Ariel Center for
Policy Research

A JOURNAL OF POLITICS AND THE ARTS

 

NATIV   ■   Volume Thirteen   ■   Number 3 (74)  ■  June 2000   ■  Ariel Center for Policy Research

 

SYNOPSIS

 


Hebrew Renaissance: Option or Destiny

Aharon Amir

This is basically meant to be a concise partial view of various indications, whether recent or less so, of an apparently recurring awareness among Israelis of the so-called "Hebrew" idea, built into a comprehensive ideology at the turn of the 1940s by the late Hebrew poet, Yonatan Ratosh.

The hallmark of the "Hebrew" ("Canaanite") outlook is an assertion of a newly-forged specific Nationhood, based on Hebrew as a de-sanctified vernacular and on the Land of Israel as a de-sanctified Homeland, in an ongoing integrating societal process of e pluribus unum.

This process is perceived to have been at the very root of present-day Israel and even of the early pre-state pioneering community, which somehow, spontaneously or intuitively, came to consider itself, since its inception, as Hebrew rather than Jewish or Judaic.  Hence, the perception of built-in tension or even contrast between professed collective ideals and a visceral quest for autonomous self-assertion.

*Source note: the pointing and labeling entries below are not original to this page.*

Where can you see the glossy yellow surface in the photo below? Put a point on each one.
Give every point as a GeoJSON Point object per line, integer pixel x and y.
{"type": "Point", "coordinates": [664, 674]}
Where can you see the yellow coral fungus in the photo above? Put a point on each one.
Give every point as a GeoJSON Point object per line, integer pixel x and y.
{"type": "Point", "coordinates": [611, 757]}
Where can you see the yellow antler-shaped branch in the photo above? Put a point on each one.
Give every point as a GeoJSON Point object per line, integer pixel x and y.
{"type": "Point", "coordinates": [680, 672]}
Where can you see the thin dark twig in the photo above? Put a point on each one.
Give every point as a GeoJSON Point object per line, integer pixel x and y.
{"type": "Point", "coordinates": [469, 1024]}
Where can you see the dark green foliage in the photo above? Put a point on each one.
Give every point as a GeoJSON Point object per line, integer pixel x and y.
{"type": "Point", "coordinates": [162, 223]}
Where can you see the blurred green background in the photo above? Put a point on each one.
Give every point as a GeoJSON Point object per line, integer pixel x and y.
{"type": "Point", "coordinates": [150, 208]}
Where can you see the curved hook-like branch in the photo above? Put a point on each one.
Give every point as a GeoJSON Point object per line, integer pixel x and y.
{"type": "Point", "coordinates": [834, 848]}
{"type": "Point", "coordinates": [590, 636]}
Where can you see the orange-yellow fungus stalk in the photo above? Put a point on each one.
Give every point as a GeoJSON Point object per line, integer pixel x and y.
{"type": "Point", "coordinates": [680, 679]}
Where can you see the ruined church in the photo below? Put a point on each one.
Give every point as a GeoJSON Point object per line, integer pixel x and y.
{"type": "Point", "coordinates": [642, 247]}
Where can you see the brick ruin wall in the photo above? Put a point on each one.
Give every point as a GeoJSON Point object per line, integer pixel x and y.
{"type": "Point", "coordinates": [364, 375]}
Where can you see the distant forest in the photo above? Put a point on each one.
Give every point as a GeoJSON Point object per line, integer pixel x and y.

The small group of recalcitrant intellectuals and freedom-fighters of local vintage, which at the time made the attempt of creating a cultural-cum-political rallying point for like-minded "Young Hebrews", though quite ineffective as an organization, did leave its long-term mark in the cultural scene of Israel, at the same time surviving as a pristine challenging alternative option as opposed to the entire setup of the country's Judeo-Zionist establishment and its prevalent system of values.